Va da sé ovviamente che il discorso sulle mutue influenze nel tempo tra le varie forme dell’arte e della narrazione, è materia estremamente ampia e variegata, per cui ci basti in questa sede analizzarne solo alcune ricadute di più diretto interesse.

Il Nick Raider di Giovanni Eccher e Davide Rigamonti

Dicevamo, quindi: Eccher e Rigamonti, autori dei rimanenti numeri della miniserie, hanno entrambi un curriculum ormai solido in Bonelli, che spazia attraverso più testate dalle diverse caratterizzazioni (da Dampyr a Dylan Dog, passando per Zagor, Nathan Never e Greystorm). Eccher in particolare vanta anche precedenti esperienze nel campo delle arti visive.
La loro personale interpretazione di Nick Raider è in primis figlia della volontà di calare il nostro ex-agente-ora-tenente della polizia di New York in un discorso di continuity, proprio dei nostri tempi, distaccandosi pertanto in maniera forte dall’originale versione nizziana del personaggio, che fondamentalmente viveva e concludeva ciclicamente il suo arco diegetico vitale nell’arco delle 94 pagine mensili (o qualcuna di più, nel caso degli speciali): questo, unitamente alla fondamentale ripetitiv riproducibilità dell’impianto narrativo, non ha mai realmente consegnato al lettore, se non in limitati casi, un personaggio con una levatura introspettiva di rilievo – perlomeno se confrontato con altri “colleghi” della stessa casa editrice.
D’altro canto, le esigenze, consapevoli o meno, del lettore della fine del XX secolo non hanno mai alimentato la necessità da parte degli autori di provare a rimaneggiare il piccolo mondo raideriano più di quanto non avesse già fatto lo stesso Nizzi; è quindi verosimile pensare che, anche per questo motivo, la serie sul lungo periodo abbia mostrato la corda e, nonostante un indubbio affetto da parte dei lettori, sia arrivata ad un capolinea.
Come già detto, è questo il Nick Raider che compare ancora nel primo numero della miniserie; dal numero successivo, però, Eccher e Rigamonti iniziano a posizionare i mattoni di un’impalcatura narrativa che: (i) si snoda su due direttrici temporali intrecciate tra loro; (ii) viene arricchita da una serie circostanziata di rimandi interni, che il lettore può cogliere solo a seguito di una sessione di binge reading; (iii) ha l’ambizione di scuotere dalle fondamenta il piccolo mondo di cui sopra – sebbene per farlo necessiti dell’introduzione di elementi ad esso esterni, quasi a marcarne una volta di più l’originale insita rigidità e inadeguatezza (lo si intenda ovviamente sempre con tutto il rispetto per la materia narrativa in questione).

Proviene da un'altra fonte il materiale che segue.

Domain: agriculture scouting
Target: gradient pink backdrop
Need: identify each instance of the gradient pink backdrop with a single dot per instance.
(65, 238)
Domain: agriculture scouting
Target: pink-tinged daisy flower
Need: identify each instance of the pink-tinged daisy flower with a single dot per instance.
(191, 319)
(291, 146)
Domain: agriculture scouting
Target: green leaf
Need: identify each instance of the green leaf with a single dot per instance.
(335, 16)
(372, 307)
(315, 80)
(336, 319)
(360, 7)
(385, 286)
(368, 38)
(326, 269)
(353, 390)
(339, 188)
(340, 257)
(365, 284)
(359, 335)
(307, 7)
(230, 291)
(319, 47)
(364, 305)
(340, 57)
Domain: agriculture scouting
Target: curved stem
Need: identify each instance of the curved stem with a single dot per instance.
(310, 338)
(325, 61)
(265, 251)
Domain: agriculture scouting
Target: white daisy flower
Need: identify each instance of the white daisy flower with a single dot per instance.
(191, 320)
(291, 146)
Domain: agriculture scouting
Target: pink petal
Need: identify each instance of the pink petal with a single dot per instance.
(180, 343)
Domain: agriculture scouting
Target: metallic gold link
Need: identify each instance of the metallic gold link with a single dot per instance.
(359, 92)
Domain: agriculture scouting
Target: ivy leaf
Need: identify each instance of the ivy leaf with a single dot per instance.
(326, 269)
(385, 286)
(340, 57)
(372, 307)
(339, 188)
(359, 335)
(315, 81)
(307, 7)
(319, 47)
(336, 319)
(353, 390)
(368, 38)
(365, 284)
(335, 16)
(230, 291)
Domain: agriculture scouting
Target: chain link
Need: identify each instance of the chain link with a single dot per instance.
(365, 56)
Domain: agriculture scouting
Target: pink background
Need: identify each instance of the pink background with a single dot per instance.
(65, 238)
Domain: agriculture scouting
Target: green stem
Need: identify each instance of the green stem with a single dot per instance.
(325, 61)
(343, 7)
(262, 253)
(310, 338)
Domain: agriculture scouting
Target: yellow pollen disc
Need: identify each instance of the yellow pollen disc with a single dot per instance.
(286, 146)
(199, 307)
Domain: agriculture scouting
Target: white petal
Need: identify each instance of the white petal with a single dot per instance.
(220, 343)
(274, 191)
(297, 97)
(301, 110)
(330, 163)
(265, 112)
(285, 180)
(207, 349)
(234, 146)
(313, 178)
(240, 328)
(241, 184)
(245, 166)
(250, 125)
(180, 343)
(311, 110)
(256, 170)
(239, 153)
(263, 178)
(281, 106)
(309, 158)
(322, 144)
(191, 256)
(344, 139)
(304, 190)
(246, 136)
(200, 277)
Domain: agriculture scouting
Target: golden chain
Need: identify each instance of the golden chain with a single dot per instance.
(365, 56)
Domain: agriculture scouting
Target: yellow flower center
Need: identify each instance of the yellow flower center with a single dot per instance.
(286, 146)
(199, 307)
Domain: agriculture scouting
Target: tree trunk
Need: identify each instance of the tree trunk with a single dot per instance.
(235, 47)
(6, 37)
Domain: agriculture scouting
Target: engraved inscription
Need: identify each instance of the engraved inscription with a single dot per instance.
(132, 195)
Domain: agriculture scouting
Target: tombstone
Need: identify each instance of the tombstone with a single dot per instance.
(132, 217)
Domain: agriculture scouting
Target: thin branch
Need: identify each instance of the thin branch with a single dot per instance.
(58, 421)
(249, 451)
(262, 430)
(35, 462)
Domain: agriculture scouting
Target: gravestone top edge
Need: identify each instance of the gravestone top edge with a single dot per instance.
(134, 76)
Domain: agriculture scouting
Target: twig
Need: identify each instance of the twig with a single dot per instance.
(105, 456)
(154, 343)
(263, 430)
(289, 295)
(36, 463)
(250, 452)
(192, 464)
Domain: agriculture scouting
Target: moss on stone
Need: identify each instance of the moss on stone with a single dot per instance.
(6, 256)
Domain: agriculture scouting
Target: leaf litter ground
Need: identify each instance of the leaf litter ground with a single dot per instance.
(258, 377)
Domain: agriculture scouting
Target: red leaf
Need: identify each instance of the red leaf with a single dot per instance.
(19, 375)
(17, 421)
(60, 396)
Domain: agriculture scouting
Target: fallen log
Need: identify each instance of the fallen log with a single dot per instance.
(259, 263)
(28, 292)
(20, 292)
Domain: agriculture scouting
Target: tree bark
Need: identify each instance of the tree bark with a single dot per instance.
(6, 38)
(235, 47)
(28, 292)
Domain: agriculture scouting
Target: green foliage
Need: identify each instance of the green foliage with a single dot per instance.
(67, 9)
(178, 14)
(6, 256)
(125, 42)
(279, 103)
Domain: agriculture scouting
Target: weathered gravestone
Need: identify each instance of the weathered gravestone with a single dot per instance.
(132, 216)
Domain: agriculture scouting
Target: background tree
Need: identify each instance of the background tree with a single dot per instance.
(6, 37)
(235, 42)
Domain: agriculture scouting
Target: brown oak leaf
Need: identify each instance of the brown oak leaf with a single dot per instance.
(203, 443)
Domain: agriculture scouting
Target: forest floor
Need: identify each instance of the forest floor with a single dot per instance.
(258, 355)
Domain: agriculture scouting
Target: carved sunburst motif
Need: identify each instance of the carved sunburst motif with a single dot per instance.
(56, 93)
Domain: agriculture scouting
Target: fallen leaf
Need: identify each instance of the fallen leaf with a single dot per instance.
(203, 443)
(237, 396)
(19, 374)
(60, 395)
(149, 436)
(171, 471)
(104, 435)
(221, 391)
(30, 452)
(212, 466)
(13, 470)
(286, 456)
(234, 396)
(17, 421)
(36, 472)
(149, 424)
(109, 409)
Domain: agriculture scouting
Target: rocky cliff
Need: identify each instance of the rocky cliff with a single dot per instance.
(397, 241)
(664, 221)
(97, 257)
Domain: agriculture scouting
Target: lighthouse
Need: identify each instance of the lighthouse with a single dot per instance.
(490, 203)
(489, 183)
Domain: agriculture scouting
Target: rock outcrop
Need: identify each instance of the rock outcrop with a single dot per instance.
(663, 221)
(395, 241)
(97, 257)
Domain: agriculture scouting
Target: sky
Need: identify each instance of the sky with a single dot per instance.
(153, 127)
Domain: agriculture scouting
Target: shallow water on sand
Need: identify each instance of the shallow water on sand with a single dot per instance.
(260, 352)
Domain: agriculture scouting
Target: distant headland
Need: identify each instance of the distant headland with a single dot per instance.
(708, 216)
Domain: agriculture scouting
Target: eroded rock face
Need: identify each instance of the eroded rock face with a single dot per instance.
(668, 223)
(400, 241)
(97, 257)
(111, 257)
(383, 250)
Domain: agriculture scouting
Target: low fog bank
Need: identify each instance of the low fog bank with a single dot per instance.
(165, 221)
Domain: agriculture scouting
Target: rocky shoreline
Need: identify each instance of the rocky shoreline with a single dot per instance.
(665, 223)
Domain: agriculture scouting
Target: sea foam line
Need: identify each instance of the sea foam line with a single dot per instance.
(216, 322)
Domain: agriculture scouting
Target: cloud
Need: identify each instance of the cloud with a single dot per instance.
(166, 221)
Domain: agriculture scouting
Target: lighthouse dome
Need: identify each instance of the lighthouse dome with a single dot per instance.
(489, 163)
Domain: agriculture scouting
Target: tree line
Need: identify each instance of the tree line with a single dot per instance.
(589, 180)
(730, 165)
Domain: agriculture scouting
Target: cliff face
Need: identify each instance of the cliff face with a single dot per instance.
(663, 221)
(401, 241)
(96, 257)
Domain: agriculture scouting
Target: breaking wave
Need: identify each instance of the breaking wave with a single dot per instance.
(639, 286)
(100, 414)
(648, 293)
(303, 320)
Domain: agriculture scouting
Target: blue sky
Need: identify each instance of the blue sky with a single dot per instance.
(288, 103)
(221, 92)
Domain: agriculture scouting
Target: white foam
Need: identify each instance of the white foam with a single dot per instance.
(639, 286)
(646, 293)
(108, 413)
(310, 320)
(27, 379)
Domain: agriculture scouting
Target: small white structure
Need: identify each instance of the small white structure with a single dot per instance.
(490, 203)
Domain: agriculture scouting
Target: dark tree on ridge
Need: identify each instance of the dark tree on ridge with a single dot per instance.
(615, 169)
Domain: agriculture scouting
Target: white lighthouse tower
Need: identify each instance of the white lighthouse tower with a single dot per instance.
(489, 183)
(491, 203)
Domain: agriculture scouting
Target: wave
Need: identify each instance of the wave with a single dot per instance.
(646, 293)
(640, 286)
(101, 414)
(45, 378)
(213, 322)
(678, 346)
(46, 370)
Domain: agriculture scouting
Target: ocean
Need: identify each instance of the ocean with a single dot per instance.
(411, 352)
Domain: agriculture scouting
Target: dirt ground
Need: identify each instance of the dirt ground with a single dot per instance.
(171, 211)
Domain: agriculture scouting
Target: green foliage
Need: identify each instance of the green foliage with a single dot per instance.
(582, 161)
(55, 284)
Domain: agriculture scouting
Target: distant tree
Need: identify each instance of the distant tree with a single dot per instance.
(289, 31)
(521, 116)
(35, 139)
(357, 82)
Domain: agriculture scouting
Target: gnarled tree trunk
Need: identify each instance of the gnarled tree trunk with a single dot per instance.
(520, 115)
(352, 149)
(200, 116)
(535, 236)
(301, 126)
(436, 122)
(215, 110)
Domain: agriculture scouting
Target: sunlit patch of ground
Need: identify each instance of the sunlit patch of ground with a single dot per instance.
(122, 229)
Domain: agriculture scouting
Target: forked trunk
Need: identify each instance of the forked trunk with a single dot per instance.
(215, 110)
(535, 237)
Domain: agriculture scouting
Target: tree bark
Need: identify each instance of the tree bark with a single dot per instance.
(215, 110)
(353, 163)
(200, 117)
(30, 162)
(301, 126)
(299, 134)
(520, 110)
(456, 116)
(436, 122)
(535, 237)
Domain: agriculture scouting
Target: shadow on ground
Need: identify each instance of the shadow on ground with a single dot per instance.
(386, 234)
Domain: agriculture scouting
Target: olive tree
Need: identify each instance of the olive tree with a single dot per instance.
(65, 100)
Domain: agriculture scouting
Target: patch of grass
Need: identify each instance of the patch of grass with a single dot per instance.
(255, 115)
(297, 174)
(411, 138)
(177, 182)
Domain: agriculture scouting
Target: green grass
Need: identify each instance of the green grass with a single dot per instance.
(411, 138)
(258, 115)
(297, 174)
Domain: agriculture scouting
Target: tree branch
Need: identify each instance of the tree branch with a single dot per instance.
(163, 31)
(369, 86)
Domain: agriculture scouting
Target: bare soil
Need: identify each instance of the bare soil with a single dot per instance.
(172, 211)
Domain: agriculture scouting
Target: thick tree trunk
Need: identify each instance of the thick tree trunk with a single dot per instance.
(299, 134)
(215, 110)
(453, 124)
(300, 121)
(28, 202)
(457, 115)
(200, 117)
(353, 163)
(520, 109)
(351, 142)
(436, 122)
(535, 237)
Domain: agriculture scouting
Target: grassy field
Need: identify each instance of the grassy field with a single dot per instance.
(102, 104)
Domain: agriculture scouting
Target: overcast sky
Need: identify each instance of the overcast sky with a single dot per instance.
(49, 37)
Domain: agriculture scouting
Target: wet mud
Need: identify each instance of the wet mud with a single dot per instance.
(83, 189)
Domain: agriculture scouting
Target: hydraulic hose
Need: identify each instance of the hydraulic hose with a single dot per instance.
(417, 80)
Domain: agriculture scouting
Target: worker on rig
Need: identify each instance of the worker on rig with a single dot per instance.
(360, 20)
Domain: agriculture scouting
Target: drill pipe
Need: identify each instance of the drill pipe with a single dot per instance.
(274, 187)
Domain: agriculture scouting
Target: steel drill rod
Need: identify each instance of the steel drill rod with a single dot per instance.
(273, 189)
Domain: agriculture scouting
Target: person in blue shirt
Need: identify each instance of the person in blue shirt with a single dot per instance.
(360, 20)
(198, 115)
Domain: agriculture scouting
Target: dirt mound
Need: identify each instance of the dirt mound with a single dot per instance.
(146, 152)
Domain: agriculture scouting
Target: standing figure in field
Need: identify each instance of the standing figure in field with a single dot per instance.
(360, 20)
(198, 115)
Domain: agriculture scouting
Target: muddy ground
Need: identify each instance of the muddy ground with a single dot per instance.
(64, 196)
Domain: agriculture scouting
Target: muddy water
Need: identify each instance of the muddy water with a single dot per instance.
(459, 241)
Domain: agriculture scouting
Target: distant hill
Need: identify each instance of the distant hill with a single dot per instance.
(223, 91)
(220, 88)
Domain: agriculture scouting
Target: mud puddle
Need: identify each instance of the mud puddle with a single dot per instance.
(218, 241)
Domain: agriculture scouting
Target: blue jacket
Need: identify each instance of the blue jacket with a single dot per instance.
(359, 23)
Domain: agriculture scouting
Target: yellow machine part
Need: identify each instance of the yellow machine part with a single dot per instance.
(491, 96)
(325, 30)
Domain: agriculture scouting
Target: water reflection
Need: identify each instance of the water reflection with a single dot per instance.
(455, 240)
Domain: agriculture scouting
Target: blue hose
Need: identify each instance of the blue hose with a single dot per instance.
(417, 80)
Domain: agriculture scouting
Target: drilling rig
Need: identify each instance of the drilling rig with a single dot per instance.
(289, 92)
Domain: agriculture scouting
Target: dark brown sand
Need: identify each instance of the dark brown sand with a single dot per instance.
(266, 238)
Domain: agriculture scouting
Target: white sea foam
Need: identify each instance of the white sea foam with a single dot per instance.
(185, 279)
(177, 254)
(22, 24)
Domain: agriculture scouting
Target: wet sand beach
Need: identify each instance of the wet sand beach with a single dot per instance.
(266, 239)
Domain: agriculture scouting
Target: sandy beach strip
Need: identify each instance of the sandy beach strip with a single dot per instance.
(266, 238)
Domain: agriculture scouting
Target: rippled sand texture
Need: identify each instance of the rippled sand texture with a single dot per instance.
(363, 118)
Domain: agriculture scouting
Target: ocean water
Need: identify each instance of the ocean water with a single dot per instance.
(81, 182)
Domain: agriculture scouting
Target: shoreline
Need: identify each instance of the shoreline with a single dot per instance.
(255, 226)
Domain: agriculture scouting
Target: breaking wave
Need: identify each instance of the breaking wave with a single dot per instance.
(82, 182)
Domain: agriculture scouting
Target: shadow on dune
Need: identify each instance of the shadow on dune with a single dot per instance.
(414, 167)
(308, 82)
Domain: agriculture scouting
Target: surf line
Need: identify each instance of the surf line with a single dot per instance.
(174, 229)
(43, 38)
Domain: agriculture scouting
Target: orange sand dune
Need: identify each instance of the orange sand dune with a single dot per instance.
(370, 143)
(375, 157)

Una miniserie, due pilastri temporali

Andando più nello specifico, la miniserie si può dividere in due tronconi principali.
Nel primo, che si estende fino al quinto numero, lo stesso espediente viene riproposto con minime variazioni: Nick e soci, sulla base di uno scambio di battute, un ricordo o un’associazione di idee, rinvangano vecchi casi che abbracciano un arco di tempo di poco superiore ai venti anni, mentre sullo sfondo si dipana molto lentamente una trama orizzontale, che viene resa manifesta appunto solo nel quinto numero. Le trame orchestrate in questi numeri si prefiggono inoltre di percorrere in modalità fast forward l’evoluzione del rapporto tra Nick e gli altri comprimari (in primis Marvin): esigenze certo nate dall’impostazione narrativa “moderna” adottata, ma che in più di un caso portano a siparietti che spezzano il ritmo della narrazione – se nella stessa storia vuoi mostrare un caso del passato, il carattere inizialmente più spigoloso e scavezzacollo di Nick, il progredire del suo rapporto di fiducia con Marvin, ma anche piazzare qualche easter egg che riprenderai in seguito, oltre ad un pizzico di trama orizzontale, è facile che la maionese possa impazzire e fare grumi qui e là.
Nel secondo troncone il doppio binario temporale rimane in qualche modo ancora in piedi, ma stavolta il rapporto tra eventi del passato (arrivati al 2010) e quelli del presente (2019) diventa sempre più stretto; in particolare, i numeri 7 e 8 ospitano una storia doppia che conclude in qualche modo l’indagine del 2010, mentre nei numeri 9 e 10 si tirano le fila dell’intera miniserie (compresi controfinale e twist). Accanto a questi, il numero 6 introduce ufficialmente il Nick del presente assieme ai componenti della sua nuova squadra, la quale risponde in maniera anche troppo pedissequa a quante più possibili istanze di inclusione: l’hacker di origine indiana (dell’India!), l’agente tosta alla Legs Weaver, il suo partner omo (che non manca occasione di dire/far notare che è gay), la patologa sessualmente disinibita che gioca a far sciogliere il collega “ingessato”, il quale è tra l’altro “figlio d’arte” in quanto attuale capo della scientifica e figlio dell’allora capo della scientifica (talis pater…). A ciascuno di questi viene poi dedicato un minutaggio minimo per presentare le loro peculiarità fisiche e comportamentali.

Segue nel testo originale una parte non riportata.